America's treasury secretary, Hank Paulson, gave a speech in which he called for balance in regulatory oversight of capital markets. Mr Paulson said that legislation should not be “excessive” or impose “needless costs”, but he stopped short of calling for an overhaul of Sarbanes-Oxley rules, which critics say are intrusive. See article

A long-running TV drama?

A fight broke out for control of ITV, Britain's biggest commercial broadcaster. BSkyB, a pay-TV channel that is part of Rupert Murdoch's empire, bought a 17.9% stake in ITV, which was interpreted as an attempt to stymie a £4.7 billion ($8.9 billion) merger bid from NTL, a cable and phone operator in which Sir Richard Branson is the largest shareholder. Sir Richard called on regulators to intervene in what he fumed was BSkyB's “blatant attempt to distort competition”, but ITV rejected NTL's offer as too low. See article

In a significant step towards an accommodation between newspapers and internet companies in lucrative classified advertising, several firms representing 176 newspapers in America reached a partnership with Yahoo! to share content and advertising online.

Google's share price continued to rise and pushed past $500 for the first time. The share price has gone up by around 40% since February, when investors took fright at negative reports about future growth. Google now has a market capitalisation of some $155 billion, more than eight times that of General Motors.

General Motors' share price came under pressure as it emerged that Kirk Kerkorian has cut his stake to 7.4% from 9.9%. Mr Kerkorian recently failed to persuade GM to create an alliance with Renault and Nissan and remains critical of GM's own blueprint to restructure its business.

Buy, buy, buy!

Hot on the heels of last week's $26.7 billion agreement to buy out Clear Channel Communications, a radio and outdoor-advertising company, the rush for big private-equity deals continued.

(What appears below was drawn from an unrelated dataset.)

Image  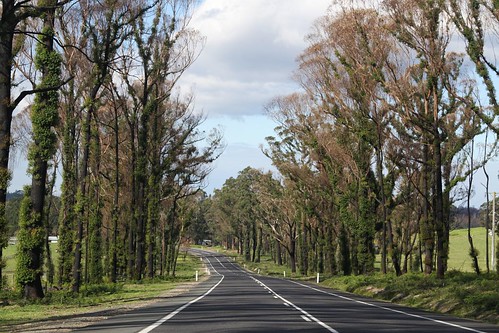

In the largest-ever leveraged buy-out, Blackstone continued its property-acquisition spree by offering $36 billion for Equity Office Properties, America's biggest real-estate investment trust. It also emerged that Australia's Qantas Airways had been approached about a potential buy-out, said to value the airline at around A$11 billion ($8.5 billion). See article

Mining and metals firms also had an acquisitive week. Freeport-McMoRan secured a $25.9 billion deal for Phelps Dodge, a bigger mining rival which failed to cement an ambitious three-way merger with Inco and Falconbridge earlier this year. And in the largest investment by a Russian firm in America, Evraz, a steel group controlled by a Russian oligarch, Roman Abramovich, said it was buying Oregon Steel Mills for $2.3 billion.

CSN, a Brazilian steelmaker, approached Corus, an Anglo-Dutch rival, about a takeover. The move puts pressure on India's Tata Steel to raise its recent offer for Corus. See article

The planned merger between Gaz de France and Suez was thrown into doubt again when the French courts said the deal could not be completed until workers facing privatisation at GDF had had more time to consider the agreement. The combination of the two utilities has been mired in controversy since the French government unveiled the plan in February.

Markets responded positively as the Ifo institute's index of German business confidence, seen as an indication of future growth in the euro area, reached a 15-year high.

Sinking economic foundations

Construction started on new homes in America at an annual rate of 1.49m in October, the lowest level for six years. The rate was 27% below October 2005—the biggest year-on-year decline since March 1991 (the housing market's slump has been blamed for weak growth in the third quarter). Meanwhile, the White House lowered its GDP growth forecast for 2007 to 2.9%.